I tried to give you a wide range of the possibilities you have when cracking on the PalmPilot. As you have seen, the protections are easy to defeat as long as you have some slight knowledge of the M68000 assembler. Now you should all be able to crack almost any Palm app. The dead list approach we used is not the only one. There are good Pilot debuggers out there, but I'm not sure that you'll crack much quicker with them. Another very good way to crack Pilot apps that I've experienced is the on-Pilot cracking. There is an excellent program called Insider that allows you to twiddle with the Pilot's memory and to disassemble the code on-the-fly. This is not a debugger; just a disassembler and patcher. Insider is shareware and you'll have to pay it to disassemble programs (the Disassemble routine doesn't seem to be in the code of the shareware version... don't even think of cracking it :). You can find it at PilotGear.

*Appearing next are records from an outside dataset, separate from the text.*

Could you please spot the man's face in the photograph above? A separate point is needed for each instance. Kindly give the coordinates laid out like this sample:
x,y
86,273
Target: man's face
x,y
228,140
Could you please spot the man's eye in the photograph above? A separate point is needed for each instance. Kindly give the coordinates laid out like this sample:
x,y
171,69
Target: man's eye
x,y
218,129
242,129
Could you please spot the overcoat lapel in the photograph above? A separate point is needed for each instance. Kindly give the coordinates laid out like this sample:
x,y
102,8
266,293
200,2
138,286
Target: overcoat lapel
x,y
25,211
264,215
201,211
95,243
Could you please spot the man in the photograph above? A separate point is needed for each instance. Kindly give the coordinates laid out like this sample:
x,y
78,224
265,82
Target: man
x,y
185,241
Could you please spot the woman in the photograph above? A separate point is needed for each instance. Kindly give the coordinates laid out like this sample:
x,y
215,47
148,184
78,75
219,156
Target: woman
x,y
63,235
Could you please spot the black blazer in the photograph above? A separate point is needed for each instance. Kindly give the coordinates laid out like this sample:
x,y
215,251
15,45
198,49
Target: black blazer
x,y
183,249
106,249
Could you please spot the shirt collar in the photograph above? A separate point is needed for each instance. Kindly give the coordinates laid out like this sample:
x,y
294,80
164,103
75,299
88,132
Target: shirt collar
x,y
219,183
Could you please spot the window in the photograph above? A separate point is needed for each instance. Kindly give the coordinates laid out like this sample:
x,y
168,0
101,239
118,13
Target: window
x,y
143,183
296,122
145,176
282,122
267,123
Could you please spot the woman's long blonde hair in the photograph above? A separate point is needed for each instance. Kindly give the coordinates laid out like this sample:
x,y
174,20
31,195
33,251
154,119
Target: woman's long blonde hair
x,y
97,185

You'll find many sharewares out there which will display a nag-screen when you launch them. Usually the nag-display routine is located at the very beginning of the program. Pilot apps are quite linear as they are mostly programmed using assembler or C. This means that there is quite a good proximity between the procedure and its caller. This fact is not universal, but it may help you to crack some targets (like PAL) which need a good feeling of the code. The same property is usually applicable to HLL's where encapsulation is a proof of a well programmed (and easily crackable :) application, but this is not the subject of this essay.

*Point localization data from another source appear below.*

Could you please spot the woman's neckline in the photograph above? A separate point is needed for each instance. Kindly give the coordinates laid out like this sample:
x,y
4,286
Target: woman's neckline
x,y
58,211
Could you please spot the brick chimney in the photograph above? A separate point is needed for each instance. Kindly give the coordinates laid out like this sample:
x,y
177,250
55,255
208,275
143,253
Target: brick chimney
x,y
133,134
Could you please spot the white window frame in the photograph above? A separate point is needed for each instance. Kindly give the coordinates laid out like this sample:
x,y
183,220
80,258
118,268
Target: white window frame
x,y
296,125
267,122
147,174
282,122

If you have found some errata in this essay, if you have something interesting to tell me, if you think my english sucks (and I know it does), if you wanna trade some bootlegs or if you have found a target that uses the Aladdin PCS protection scheme, you can contact me at : tek@bootlegs.ml.org
Here are some quick greets and thanks :

"La culture ne s'hérite pas, elle se conquiert."
André Malraux

 
Appendix 
 
You will find an exhaustive list of all Pilot sysTraps in the file PILOT.INC of the ASDK package. Here are some system traps that you may want to pinpoint in your dead listing (they are often used in protection schemes) :
 
sysTrapDateDaysToDate
sysTrapDateToDays
sysTrapDateSecondsToDate
sysTrapDateToAscii
sysTrapDayOfMonth
sysTrapDayOfWeek
sysTrapDaysInMonth
sysTrapFldCopy
sysTrapFldCut
sysTrapFldDrawField
sysTrapFldEraseField
sysTrapFldGetTextPtr
sysTrapFldGetSelection
sysTrapFldGetTextLength
sysTrapFldGetTextHandle
sysTrapFldSetMaxChars
sysTrapFrmAlert
sysTrapFrmCustomAlert
sysTrapFrmHelp
sysTrapFrmDrawForm
sysTrapFrmEraseForm
sysTrapScrInit
sysTrapScrCopyRectangle
sysTrapScrDrawChars
sysTrapStrCopy
sysTrapStrCat
sysTrapStrLen
sysTrapStrCompare
sysTrapStrCaselessCompare
sysTrapStrIToA
sysTrapStrAToI
sysTrapStrIToH
sysTrapStrChr
sysTrapStrStr
sysTrapStrToLower
sysTrapSysRandom
sysTrapSysTimerRead
sysTrapTimeToAscii
sysTrapTimGetSeconds
sysTrapTimGetTicks
sysTrapTimSecondsToDateTime
sysTrapTimDateTimeToSeconds
sysTrapTimSleep
sysTrapTimWake
sysTrapWinCreateWindow
sysTrapWinDeleteWindow
sysTrapWinInitializeWindow
sysTrapWinAddWindow
sysTrapWinRemoveWindow
sysTrapWinCopyRectangle
sysTrapWinDrawRectangle
sysTrapWinEraseRectangle
sysTrapWinDrawChars
sysTrapWinEraseChars
 
 
Ob Duh 
I wont even bother explaining you that you should BUY this target program if you intend to use it for a longer period than the allowed one. Should you want to STEAL this software instead, you don't need to crack its protection scheme at all: you'll find it on most Warez sites, complete and already regged, farewell.